DENHAM SPRINGS – Senior running back Treveon Muse of Denham Springs High School may be the most soft-spoken leading rusher on a football team.
Just don’t mistake the reluctance to take center stage as a shortcoming.
A year removed from missing his entire junior year, Muse has returned with a vengeance where the 5-foot-10, 200-pounder has let his play speak for itself, leading Denham Springs (3-2) into Friday’s 7 p.m. homecoming matchup with Ferriday (3-2).
The game will be broadcast by 91.9-FM.
“Coming back made me think that I should be able to help out the team a lot after having to sit out,” said Muse, who has carried 90 times for 460 yards (5.1 per carry) and seven touchdowns. “I just give it my all every play to help the team out to achieve our goals.”
Muse played in a total of 10 games between his freshman and sophomore seasons, rushing 46 times for 236 yards with three touchdowns.
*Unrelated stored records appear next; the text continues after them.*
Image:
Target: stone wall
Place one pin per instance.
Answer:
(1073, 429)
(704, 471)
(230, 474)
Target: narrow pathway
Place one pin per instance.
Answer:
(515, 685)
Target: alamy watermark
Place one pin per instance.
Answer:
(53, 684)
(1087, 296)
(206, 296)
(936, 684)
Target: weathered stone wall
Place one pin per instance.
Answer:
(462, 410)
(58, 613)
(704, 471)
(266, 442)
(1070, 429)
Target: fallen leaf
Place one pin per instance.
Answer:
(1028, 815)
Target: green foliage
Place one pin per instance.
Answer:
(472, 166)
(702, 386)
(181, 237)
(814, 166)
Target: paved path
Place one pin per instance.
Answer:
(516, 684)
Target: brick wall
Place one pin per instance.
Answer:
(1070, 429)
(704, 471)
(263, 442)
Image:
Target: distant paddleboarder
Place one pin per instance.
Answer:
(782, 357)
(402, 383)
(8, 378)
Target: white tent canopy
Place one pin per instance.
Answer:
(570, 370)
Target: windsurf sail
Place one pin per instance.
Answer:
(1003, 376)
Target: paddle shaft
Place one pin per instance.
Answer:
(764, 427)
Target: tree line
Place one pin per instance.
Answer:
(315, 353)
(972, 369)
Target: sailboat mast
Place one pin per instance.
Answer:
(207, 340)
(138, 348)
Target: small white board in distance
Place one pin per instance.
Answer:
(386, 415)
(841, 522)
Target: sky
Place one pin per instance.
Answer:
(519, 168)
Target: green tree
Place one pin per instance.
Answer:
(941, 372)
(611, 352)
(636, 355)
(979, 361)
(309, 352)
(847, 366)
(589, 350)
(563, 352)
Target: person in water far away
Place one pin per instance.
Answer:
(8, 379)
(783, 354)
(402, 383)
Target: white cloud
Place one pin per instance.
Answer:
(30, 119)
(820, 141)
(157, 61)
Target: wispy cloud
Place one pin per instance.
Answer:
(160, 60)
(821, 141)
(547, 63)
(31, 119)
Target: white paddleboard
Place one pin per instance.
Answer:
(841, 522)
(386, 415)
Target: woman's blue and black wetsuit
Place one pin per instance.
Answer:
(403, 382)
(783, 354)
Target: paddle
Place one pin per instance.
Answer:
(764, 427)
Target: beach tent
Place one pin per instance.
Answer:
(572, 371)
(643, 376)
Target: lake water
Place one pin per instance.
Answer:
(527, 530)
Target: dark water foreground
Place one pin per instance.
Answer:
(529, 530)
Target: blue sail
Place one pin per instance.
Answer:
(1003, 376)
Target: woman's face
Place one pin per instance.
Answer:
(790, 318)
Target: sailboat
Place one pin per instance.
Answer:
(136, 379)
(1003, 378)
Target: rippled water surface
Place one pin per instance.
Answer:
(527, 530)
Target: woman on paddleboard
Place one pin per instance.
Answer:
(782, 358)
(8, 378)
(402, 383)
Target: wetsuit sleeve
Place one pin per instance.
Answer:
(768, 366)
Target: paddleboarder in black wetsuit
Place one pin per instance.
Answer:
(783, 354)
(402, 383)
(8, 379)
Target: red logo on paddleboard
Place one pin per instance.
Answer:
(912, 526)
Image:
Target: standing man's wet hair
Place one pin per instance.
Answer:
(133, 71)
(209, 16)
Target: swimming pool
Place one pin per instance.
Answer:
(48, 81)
Muse thought he had positioned himself for an expanded role in 2017, looking forward to playing in coach Bill Conides’ offense where he would paired with Tyre Golmond, the school’s eventual career-leading rusher.
“I was looking forward to playing with Tyre at the same time,” Muse said. “I wanted to help open up the offense.”
However, that never transpired.
Muse went through the entire offseason and into the summer where before Denham Springs’ jamboree with Dutchtown, he learned he would be academically ineligible for the season.
“I let everyone down,” he said. “I was upset a lot of times thinking that I could have been a lot of help. I had a lot of support from my teammates. They always kept me motivated to keep going, to be able to be out there this year.”
Conides welcomed Muse to remain a part of the program, serve on the team’s scout team in practice and stand on the sideline with the team on Friday nights.
He did so, improving both as a player and student, intent on making amends for his absence on the game field on Fridays.
“As the season progressed you could see he was getting faster, getting more physical and his grades were improving,” Conides said. “Sometimes you have to take away what’s most important in life for the light bulb to go off. Tre got it and has literally taken the ball and run with it.”
The graduation of the fleet-footed Golmond, a threat to score once he stepped out of the locker room, signaled a philosophical shift in Conides’ offense from a spread approach to more of a power running game.
The Yellow Jackets couldn’t have been in better hands than with Muse, whose production has only been exceeded by his determination to be a viable part of an offense that’s averaged 34 points and generated more than 400 yards an outing.
“Tre’s been perfect for what we’re doing,” Conides said. “He’s a downhill runner. I told him to just get me four yards a play and for the most part, he’s been able to do that. I’m so proud of him. I haven’t seen a kid transform the way he has in all aspects of his life.”
After a modest outing in a season-opening win over Hammond, Muse’ impact was more profound in DSHS’s next two home games.
With the Yellow Jackets having to match Ponchatoula score for score in a game the Green Wave won 64-63, Muse rushed 30 times for 188 yards and three touchdowns. He also scored on a 26-yard screen play that tied the game at 56-56.
A week later, with DSHS battling back from a 16-point, second-half deficit, Muse gained 110 of his 133 yards in the final 24 minutes of play. He scored on a 12-yard run with 6:32 to play, extending the Yellow Jackets lead to 34-29 in a 37-29 victory, further silencing the observers who believed the void left by Golmond would be too great to fill.
“I heard that a lot,” Muse acknowledged. “I just kept it quiet, so they could see for themselves. It just hyped me up to keep doing what I was doing and to get better.”